Herkes için ayrı ayrı düşünmeye başladık sonra; herkese ihtiyacı olan çözümleri bulabilmek için günlerce hatta haftalarca didindik. Dertleriyle dertlendik tabir-i caizse.  Yeni hayatlara başlayabilmeleri için ip uçları bulmaya çalıştık, soruları olan herkese doğru cevapları bulmaya çabaladık. Hatta doğru soruları bulmalarına yardımcı olmaya çalıştık. Çoğunlukla iş ile arkadaşlığı karıştırdık haliyle. Bizim de bir sese, bir nefese ihtiyacımız vardı fazlasıyla. Buraya gelebilmeleri, burada kalabilmeleri için çözümler bulmaya, yoksa yaratmaya gayret ettik. 

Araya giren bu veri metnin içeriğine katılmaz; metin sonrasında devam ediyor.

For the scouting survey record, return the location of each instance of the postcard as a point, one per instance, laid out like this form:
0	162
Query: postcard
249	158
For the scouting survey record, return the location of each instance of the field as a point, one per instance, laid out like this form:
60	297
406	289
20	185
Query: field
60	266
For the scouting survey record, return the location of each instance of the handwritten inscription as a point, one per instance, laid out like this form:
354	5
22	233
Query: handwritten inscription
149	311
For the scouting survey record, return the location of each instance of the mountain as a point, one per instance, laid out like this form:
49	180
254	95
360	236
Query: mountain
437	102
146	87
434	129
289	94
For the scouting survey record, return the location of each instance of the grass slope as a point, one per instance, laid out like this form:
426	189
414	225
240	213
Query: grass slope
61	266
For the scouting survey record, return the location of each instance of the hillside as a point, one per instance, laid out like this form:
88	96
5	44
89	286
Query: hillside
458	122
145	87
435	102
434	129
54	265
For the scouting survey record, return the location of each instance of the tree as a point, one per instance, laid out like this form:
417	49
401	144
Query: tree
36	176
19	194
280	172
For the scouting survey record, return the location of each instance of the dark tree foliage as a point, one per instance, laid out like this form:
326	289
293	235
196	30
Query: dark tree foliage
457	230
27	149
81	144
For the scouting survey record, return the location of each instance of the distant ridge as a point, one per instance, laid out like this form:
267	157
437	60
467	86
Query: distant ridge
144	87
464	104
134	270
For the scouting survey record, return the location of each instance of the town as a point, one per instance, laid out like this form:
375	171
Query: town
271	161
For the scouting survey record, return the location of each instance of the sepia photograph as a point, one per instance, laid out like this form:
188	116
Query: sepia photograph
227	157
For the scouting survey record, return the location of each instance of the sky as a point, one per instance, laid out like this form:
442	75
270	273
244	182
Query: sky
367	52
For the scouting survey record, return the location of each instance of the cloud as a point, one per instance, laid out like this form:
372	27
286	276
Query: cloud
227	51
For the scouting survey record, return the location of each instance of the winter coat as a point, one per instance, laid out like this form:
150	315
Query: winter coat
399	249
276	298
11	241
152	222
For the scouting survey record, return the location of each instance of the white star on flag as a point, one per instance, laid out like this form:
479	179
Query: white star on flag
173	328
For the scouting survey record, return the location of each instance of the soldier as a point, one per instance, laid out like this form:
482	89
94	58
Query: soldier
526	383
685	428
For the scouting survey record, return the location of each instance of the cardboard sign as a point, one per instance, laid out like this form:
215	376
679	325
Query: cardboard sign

Ama hiçbir zaman da göz boyamaya, yok olanı varmış gibi göstermeye çalışmadık. İyisiyle kötüsüyle anlatmaya çalıştık her şeyi; kimi zaman bekle dedik acele edene, kimi zaman üzülerek başka yerlere yönlendirdik. Olduğu gibi anlattık her şeyi,  çünkü olmayan imkan da olan imkan kadar önemliydi.

Dediğim gibi; size anlattık hikayemizi ve tüm detaylarıyla dinledik hikayelerinizi.  Sizinle beraber düşündük, sizinle beraber hayeller kurduk planlar yaptık. Siz yokken sizin hakkınızda konuşmaya devam ettik. (Yanlış anlaşılmasın “gıybet time” değildi bizimkisi). Sizin de içinde olduğunuz hayaller kurmaya devam ettik.  Sonuçta siz, bizden uzaklarda yaşayan,   belki de hiç gitmediğimiz şehirlerde yaşayan arkadaşlarımızdınız hepiniz.  Yanımızda olmanızı istedik, siz yokken sizinle yaptığımız sohbetleri yad ettik zaman zaman, kısa süre de olsa kalabalıkmış gibi olmanın bahtiyarlığına erdik.  Herkesin birbirine yardımcı olduğu belki aşırı iyimser hayaller kurduk.  Aşırılık olacaksa varsın iyimserlikten gelsindi.

Sonuçta biz hayal kurmaya devam ettik. Planlar yapmaya çalıştık herkesi içeren. Siz birbirinizi tanımasanız da biz sizleri bir masa etrafında hayal ettik. Birbirinizin tam da ihtiyacınız olan boşluklarını doldurabileceğinizi fark ettik.  Yokluğundan yakınılan bir çok dostluğun aslında farklı yerlere dağılmış olduğunu gördük.  Ortak şeylerden yakınılıyorsa aramızdaki yüzlerce kilometreye aldırmadan ve ortak hayaller kuruluyorsa bir birimizi hiç tanımadan; orada umut olduğunu düşünmeye cüret ettik.

Yıllar önce cüret etmekten bahsetmişti üniversiteden bir akademisyen arkadaşım; daha doğrusu cüret etme eksikliğinden. Kendini azımsamaktan ve iradeyi hep başkalarından beklemekten.  Hayıflanmanın bir hayat tarzı haline gelmesinden ve adını sonradan öğrendiğimiz “öğrenilmiş çaresizlik” teorisinden.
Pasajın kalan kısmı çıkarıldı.